Author Topic: Nice Test Data File 33MB Approximately 3,173,959 records  (Read 5579 times)

0 Members and 2 Guests are viewing this topic.

JRS

  • Guest
Re: Nice Test Data File 33MB Approximately 3,173,959 records
« Reply #15 on: June 01, 2012, 08:51:28 PM »
Quote
Splitting it into 22 million strings is harsh indeed!

I'm happy SB didn't blow up and would really like to know how this runs in memory. It's a good test of SB's string and array handling. Windows crashed with 2.9 GB free.
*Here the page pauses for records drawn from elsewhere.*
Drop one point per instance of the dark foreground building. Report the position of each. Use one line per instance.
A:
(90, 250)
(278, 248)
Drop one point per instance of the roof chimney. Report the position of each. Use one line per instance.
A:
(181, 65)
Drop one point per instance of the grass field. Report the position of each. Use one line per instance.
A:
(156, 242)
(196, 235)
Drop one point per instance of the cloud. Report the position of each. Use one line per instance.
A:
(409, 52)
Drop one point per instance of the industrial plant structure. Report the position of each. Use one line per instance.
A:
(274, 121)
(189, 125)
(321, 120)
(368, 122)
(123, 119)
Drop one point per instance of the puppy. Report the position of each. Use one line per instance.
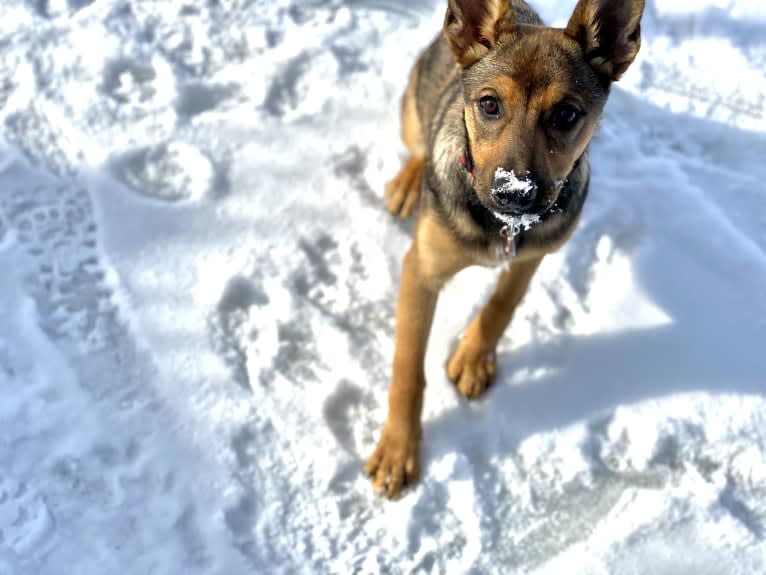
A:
(497, 117)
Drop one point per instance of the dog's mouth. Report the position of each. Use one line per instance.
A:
(518, 201)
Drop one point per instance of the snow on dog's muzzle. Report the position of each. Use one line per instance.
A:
(512, 194)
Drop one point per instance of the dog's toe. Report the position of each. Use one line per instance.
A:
(472, 371)
(394, 463)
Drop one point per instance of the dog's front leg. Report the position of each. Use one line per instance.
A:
(394, 464)
(472, 366)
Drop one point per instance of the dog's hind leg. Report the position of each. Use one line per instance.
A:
(472, 366)
(403, 191)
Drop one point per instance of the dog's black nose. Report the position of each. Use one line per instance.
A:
(511, 193)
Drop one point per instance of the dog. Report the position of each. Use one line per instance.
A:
(497, 117)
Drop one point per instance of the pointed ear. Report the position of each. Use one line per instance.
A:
(473, 27)
(609, 32)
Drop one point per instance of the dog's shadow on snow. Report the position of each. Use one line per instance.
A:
(712, 342)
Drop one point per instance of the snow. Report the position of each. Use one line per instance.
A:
(197, 290)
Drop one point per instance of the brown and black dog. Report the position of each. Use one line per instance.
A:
(497, 117)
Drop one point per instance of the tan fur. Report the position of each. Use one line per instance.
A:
(402, 192)
(530, 72)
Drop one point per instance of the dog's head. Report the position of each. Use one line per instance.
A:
(533, 95)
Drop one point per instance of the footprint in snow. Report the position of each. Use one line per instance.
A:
(25, 520)
(55, 8)
(171, 172)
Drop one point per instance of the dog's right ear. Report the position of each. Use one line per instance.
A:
(473, 27)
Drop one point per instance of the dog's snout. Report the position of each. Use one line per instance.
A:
(513, 194)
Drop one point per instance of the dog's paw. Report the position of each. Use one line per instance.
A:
(394, 464)
(403, 191)
(472, 370)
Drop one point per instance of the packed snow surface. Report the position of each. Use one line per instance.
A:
(197, 290)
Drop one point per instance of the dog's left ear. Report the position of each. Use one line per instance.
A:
(609, 32)
(473, 27)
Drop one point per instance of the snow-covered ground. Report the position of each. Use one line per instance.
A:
(197, 285)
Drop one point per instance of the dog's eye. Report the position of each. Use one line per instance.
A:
(565, 117)
(490, 106)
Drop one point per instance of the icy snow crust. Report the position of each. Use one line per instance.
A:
(197, 290)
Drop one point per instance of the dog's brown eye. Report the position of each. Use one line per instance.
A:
(490, 106)
(565, 117)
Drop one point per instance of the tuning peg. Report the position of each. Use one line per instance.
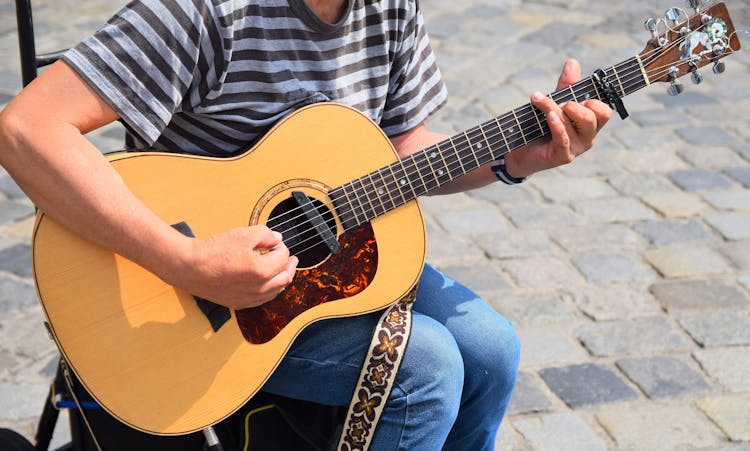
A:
(651, 27)
(676, 88)
(673, 15)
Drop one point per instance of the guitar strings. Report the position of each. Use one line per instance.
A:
(504, 118)
(458, 160)
(628, 78)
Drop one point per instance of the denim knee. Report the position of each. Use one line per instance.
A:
(427, 394)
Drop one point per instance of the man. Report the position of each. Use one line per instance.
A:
(209, 77)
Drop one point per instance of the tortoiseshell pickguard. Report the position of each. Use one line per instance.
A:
(345, 274)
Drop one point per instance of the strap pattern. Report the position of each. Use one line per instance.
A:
(377, 375)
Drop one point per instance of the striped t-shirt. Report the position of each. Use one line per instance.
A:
(211, 76)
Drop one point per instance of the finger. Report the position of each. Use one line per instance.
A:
(544, 103)
(601, 110)
(583, 122)
(570, 74)
(267, 238)
(560, 137)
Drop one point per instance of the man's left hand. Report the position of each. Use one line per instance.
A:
(573, 129)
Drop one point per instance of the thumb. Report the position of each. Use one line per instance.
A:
(267, 239)
(570, 74)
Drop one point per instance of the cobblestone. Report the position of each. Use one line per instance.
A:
(682, 261)
(586, 385)
(608, 268)
(559, 431)
(629, 267)
(676, 204)
(663, 377)
(705, 294)
(632, 427)
(616, 301)
(729, 200)
(699, 180)
(732, 226)
(723, 328)
(730, 414)
(543, 346)
(637, 336)
(534, 309)
(529, 396)
(729, 366)
(614, 210)
(597, 238)
(673, 231)
(741, 175)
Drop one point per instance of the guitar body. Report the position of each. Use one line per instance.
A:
(144, 349)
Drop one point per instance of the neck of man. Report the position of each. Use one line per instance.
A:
(328, 10)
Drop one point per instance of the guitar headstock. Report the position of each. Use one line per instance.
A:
(682, 44)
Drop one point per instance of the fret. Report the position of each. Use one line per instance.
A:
(359, 202)
(386, 187)
(572, 91)
(379, 191)
(429, 155)
(643, 70)
(406, 180)
(619, 82)
(596, 88)
(397, 185)
(515, 116)
(458, 157)
(413, 161)
(352, 205)
(487, 143)
(439, 164)
(343, 208)
(367, 198)
(473, 147)
(500, 127)
(536, 112)
(446, 169)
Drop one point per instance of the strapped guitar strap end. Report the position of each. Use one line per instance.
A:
(378, 373)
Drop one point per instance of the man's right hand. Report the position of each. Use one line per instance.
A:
(241, 268)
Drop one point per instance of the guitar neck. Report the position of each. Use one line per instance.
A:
(381, 191)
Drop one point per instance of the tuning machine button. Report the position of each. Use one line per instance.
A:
(675, 86)
(695, 4)
(673, 15)
(651, 26)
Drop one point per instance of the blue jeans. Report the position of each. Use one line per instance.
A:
(455, 380)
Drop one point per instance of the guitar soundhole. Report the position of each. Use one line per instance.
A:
(299, 233)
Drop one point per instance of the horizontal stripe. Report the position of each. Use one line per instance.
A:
(210, 77)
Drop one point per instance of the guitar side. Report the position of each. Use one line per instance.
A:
(142, 348)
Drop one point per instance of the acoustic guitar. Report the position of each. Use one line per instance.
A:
(329, 180)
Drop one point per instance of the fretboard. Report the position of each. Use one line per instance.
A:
(381, 191)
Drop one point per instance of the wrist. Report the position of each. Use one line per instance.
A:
(516, 168)
(504, 173)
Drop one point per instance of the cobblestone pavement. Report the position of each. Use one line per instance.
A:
(627, 274)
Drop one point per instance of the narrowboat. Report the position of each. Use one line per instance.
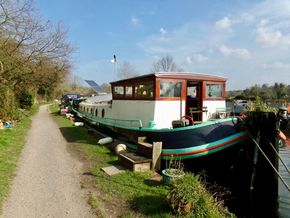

I guess a Linux box with 4 to 8 GB of system memory and a decent processor is what is needed to test this.

I think I'll create a large Ubuntu 64 instance on Amazon EC2 to test this. I'll post my results soon.
« Last Edit: June 01, 2012, 10:59:57 PM by JRS »

JRS

  • Guest
Re: Nice Test Data File 33MB Approximately 3,173,959 records
« Reply #16 on: June 02, 2012, 12:26:59 AM »
16 Seconds to convert a 151 MB comma delimited text file to a string array of 19,043,754 elements.

Code: [Select]
IMPORT t.bas

s = t::LoadString("worldcitiespop.txt")

SPLITA s BY "," TO a

PRINT UBOUND(a),"\n"

ubuntu@ip-10-176-145-104:~$ time scriba wc.sb
19043754

real   0m16.388s
user   0m10.593s
sys   0m5.796s
ubuntu@ip-10-176-145-104:~$


EC2 Large Instance

7.5 GB memory
4 EC2 Compute Units (2 virtual cores with 2 EC2 Compute Units each)
850 GB instance storage
64-bit platform
I/O Performance: High
API name: m1.large

* One EC2 Compute Unit provides the equivalent CPU capacity of a 1.0-1.2 GHz 2007 Opteron or 2007 Xeon processor.

« Last Edit: June 02, 2012, 02:33:19 AM by JRS »

JRS

  • Guest
Re: Nice Test Data File 33MB Approximately 3,173,959 records
« Reply #17 on: June 02, 2012, 01:23:26 AM »
I ran the string concat/replace benchmark that was on the Basic Programming Form and there isn't much difference between it running on the EC2 instance and my laptop.

EC2
ubuntu@ip-10-176-145-104:~/sb$ scriba kentbench.sb
exec.tm.sec   str.length
4 sec      256 KB
18 sec      512 KB

Finished
ubuntu@ip-10-176-145-104:~/sb$

Laptop
jrs@laptop:~/sb/test$ scriba kentbench.sb
exec.tm.sec   str.length
5 sec      256 KB
34 sec      512 KB

Finished
jrs@laptop:~/sb/test$

If I had the memory (4-8 GB) in my laptop, I would see a result of under 20 seconds for the city file converted to an array.


kryton9

  • Guest
Re: Nice Test Data File 33MB Approximately 3,173,959 records
« Reply #18 on: June 02, 2012, 11:53:00 AM »
It is interesting to play with huge data. Just the fact that 150+ MB can be manipulated so quickly is amazing. Just doing a windows copy of it over from my sata hard disk  to my usb 3.0 thumbdrive takes quite a few seconds.

JRS

  • Guest
Re: Nice Test Data File 33MB Approximately 3,173,959 records
« Reply #19 on: June 02, 2012, 02:02:59 PM »
The task actually took about 11 seconds to print the UBOUND of the built array but it took an additional 5 or so seconds to release used memory before returning back to the OS command prompt.